Morning tea sorted! These Apple, Cinnamon and Peanut Butter Muffins are gluten free, dairy free and refined sugar free. The perfect lunchbox snack for your little ones. For a nut free option, you can replace almond meal with sesame flour.Jump to Recipe
Our favourite way to enjoy these muffins is with a dollop of coconut yoghurt, an extra dusting of cinnamon and a drizzle of smooth peanut butter.
There are a number of different opinions when it comes to the topic of whether we should or shouldn’t snack…
Where nutrition is concerned, one size does not fit all. This point is key to our philosophy and we believe that the better we understand our individual selves; the better our physical and emotional health will be.
While our dietary requirements will vary from person to person, we do all need an abundant supply of nutrients in order for our bodies and minds to function optimally. Requirements for nutrients will differ due to variances in biochemistry, overall state of our health, age, levels of toxins, lifestyle factors such as alcohol consumption and smoking, stress levels, etc. Of course, more nutrients are required during pregnancy, rapid growth such as infancy and adolescence and during convalescence.

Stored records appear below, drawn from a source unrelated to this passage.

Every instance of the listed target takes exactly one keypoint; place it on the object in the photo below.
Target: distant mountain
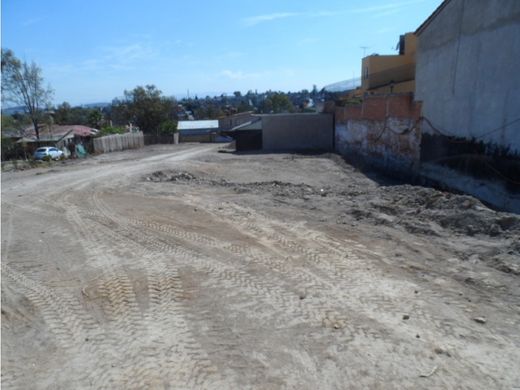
(95, 105)
(12, 110)
(345, 85)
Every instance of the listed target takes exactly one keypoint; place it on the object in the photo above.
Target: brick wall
(384, 130)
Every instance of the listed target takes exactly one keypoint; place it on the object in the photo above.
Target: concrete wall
(297, 132)
(467, 72)
(383, 131)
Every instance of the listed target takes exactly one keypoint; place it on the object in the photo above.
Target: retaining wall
(384, 130)
(297, 132)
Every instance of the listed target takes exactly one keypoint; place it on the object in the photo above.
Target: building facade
(467, 72)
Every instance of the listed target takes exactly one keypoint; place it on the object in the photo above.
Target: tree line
(144, 106)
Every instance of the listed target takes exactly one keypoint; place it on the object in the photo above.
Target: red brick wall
(379, 107)
(383, 128)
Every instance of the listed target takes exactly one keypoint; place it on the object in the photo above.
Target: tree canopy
(23, 85)
(144, 106)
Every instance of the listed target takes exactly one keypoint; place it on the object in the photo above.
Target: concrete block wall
(467, 71)
(297, 132)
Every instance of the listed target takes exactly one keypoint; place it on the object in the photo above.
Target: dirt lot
(180, 267)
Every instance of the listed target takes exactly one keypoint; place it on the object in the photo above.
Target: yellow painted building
(391, 73)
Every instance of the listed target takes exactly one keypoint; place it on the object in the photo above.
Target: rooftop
(195, 125)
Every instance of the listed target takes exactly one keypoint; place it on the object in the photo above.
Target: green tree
(23, 84)
(168, 127)
(277, 102)
(148, 108)
(63, 113)
(95, 118)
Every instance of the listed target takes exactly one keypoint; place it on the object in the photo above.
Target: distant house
(391, 73)
(62, 134)
(198, 131)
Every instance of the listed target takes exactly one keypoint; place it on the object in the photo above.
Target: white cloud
(385, 8)
(254, 20)
(239, 75)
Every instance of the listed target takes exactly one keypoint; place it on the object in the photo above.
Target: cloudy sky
(92, 50)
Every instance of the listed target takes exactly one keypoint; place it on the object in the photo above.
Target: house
(390, 73)
(198, 131)
(60, 135)
(467, 72)
(284, 132)
(232, 121)
(247, 136)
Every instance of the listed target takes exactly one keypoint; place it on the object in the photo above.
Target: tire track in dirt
(351, 282)
(320, 312)
(60, 313)
(188, 363)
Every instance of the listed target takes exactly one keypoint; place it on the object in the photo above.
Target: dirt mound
(274, 187)
(429, 211)
(165, 176)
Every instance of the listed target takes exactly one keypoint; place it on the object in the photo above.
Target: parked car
(47, 151)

The same applies when it comes to choosing whether or not to snack. It is always contextual and ideally there should be an intuitive aspect. Research is conflicting, probably as a result of not always considering context, such as individual metabolic differences, the amount of exercise the individual does, body composition (ie muscle mass v fat mass), blood sugar regulation and importantly, the type of snack. In order for snacking to be beneficial, the snack needs to have a good quantity of protein, healthy fats and fibre, as well as a range of micronutrients. Pic’s Peanut Butter ticks all of these boxes and in fact, the Hi Oleic acid concentration in Pic’s PB may assist with weight management by helping to signal satiety, via the endocannabinoid response. The higher circulating compound, oleoylethanolamine (OEA), which occurs after consuming high oleic acid foods, was shown to reduce calorie intake at subsequent meals.

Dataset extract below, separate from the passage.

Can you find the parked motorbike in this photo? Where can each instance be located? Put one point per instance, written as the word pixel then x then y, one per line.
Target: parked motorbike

What does apply to everyone though is that waiting until we are ravenously hungry is not a good idea. This can diminish our judgement, leading us to reach for a fast sugar ‘fix’ and tends to result in overeating. When we reach for sugary snacks, the quickly absorbed glucose high is followed by a crash. High sugar snacks also leave you craving more, whereas choosing nutrient rich foods, that are high in protein and healthy fats will leave you feeling nourished and satisfied.

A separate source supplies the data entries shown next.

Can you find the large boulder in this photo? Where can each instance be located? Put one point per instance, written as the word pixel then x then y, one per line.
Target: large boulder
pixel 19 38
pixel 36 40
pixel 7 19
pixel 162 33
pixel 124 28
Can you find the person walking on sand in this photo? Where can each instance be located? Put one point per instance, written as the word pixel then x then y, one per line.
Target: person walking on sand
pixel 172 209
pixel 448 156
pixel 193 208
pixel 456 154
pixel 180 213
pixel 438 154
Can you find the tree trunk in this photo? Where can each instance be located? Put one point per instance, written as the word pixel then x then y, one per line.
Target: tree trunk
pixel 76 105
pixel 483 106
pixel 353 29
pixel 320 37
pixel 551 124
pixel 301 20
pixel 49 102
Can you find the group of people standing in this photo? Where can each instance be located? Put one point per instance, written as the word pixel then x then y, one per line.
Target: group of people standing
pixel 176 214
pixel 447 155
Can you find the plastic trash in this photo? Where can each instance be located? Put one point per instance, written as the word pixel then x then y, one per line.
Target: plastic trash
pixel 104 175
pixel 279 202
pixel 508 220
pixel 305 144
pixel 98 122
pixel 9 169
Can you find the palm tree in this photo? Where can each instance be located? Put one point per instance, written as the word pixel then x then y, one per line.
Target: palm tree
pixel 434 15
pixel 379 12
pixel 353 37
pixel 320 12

We’ll take that as reason to snack on these delicious Apple, Cinnamon and Peanut Butter muffins!
apple, cinnamon & Peanut butter muffins
197 kcal per serve
2 cup almond meal
2 tsp cinnamon (+ extra to serve)
1 tsp baking powder
2 organic eggs
1/4 cup oat milk or plant based milk of choice
1/4 cup maple syrup
2-3 tbsp peanut butter (+ extra to serve)
3 green apples, peeled, sliced and lightly poached
30 grams flaked almonds
Coconut yoghurt, to serve (optional)
Combine almond meal, cinnamon and baking powder in a mixing bowl, mix well.
- In a seperate bowl, whisk eggs, milk, maple syrup and peanut butter until well combined.
- Create a well in the centre of the dry mixture and gradually add wet ingredients, stirring constantly.
- Add poached apple, reserving enough slices to place on top of muffin batter.
- Spoon evenly into cupcake cases, top with apple slice and flaked almonds.
- Bake for approximately 20 minutes.
- Serve warm with coconut yoghurt, extra peanut butter and/or additional cinnamon.